In Myanmars Armee: “Sie sehen Demonstranten als Verbrecher”


Kapitän Tun Myat Aung beugte sich über den heißen Bürgersteig in Yangon, Myanmars größter Stadt, und hob Patronenhülsen auf. Übelkeit kroch in seine Kehle. Er wusste, dass die Granaten bedeuteten, dass Gewehre benutzt worden waren, echte Kugeln, die auf echte Menschen abgefeuert wurden.

In dieser Nacht, Anfang März, loggte er sich bei Facebook ein und stellte fest, dass in Yangon mehrere Zivilisten von Soldaten der Tatmadaw getötet worden waren, wie Myanmars Militär genannt wird. Sie waren Männer in Uniform, genau wie er.

Tage später rutschte der Kapitän der 77. leichten Infanteriedivision, der für seine Massaker an Zivilisten in Myanmar berüchtigt war, von der Basis und war verlassen. Er versteckt sich jetzt.

“Ich liebe das Militär so sehr”, sagte er. “Aber die Botschaft, die ich meinen Mitsoldaten geben möchte, lautet: Wenn Sie zwischen dem Land und dem Tatmadaw wählen, wählen Sie bitte das Land.”

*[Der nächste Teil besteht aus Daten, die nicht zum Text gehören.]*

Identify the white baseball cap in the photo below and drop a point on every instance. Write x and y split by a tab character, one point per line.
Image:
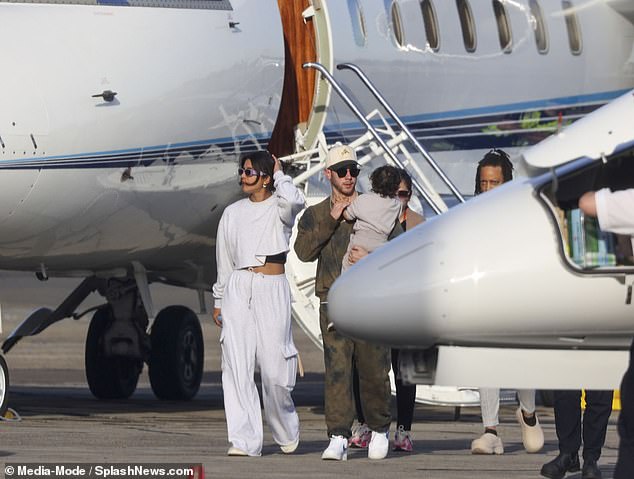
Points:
341	155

Die Tatmadaw, die sagt, dass sie eine stehende Streitmacht von bis zu einer halben Million Männern hat, wird oft als Roboterrang von Kriegern dargestellt, die zum Töten gezüchtet wurden. Seitdem Myanmar im vergangenen Monat die zivile Führung Myanmars verdrängt und landesweite Proteste ausgelöst hat, hat es seinen Ruf nur geschärft, mehr als 420 Menschen getötet und Tausende von anderen angegriffen, festgenommen oder gefoltert, so eine Überwachungsgruppe.

Am Samstag, dem tödlichsten Tag seit dem Putsch vom 1. Februar, haben Sicherheitskräfte nach Angaben der Vereinten Nationen mehr als 100 Menschen getötet. Unter ihnen waren sieben Kinder, darunter zwei 13-jährige Jungen und ein 5-jähriger Junge.

Eingehende Interviews mit vier Offizieren, von denen zwei seit dem Putsch verlassen sind, zeichnen ein komplexes Bild einer Institution, die Myanmar seit sechs Jahrzehnten gründlich beherrscht. Von dem Moment an, in dem sie das Bootcamp betreten, wird den Tatmadaw-Truppen beigebracht, dass sie Hüter eines Landes – und einer Religion – sind, das ohne sie zusammenbrechen wird.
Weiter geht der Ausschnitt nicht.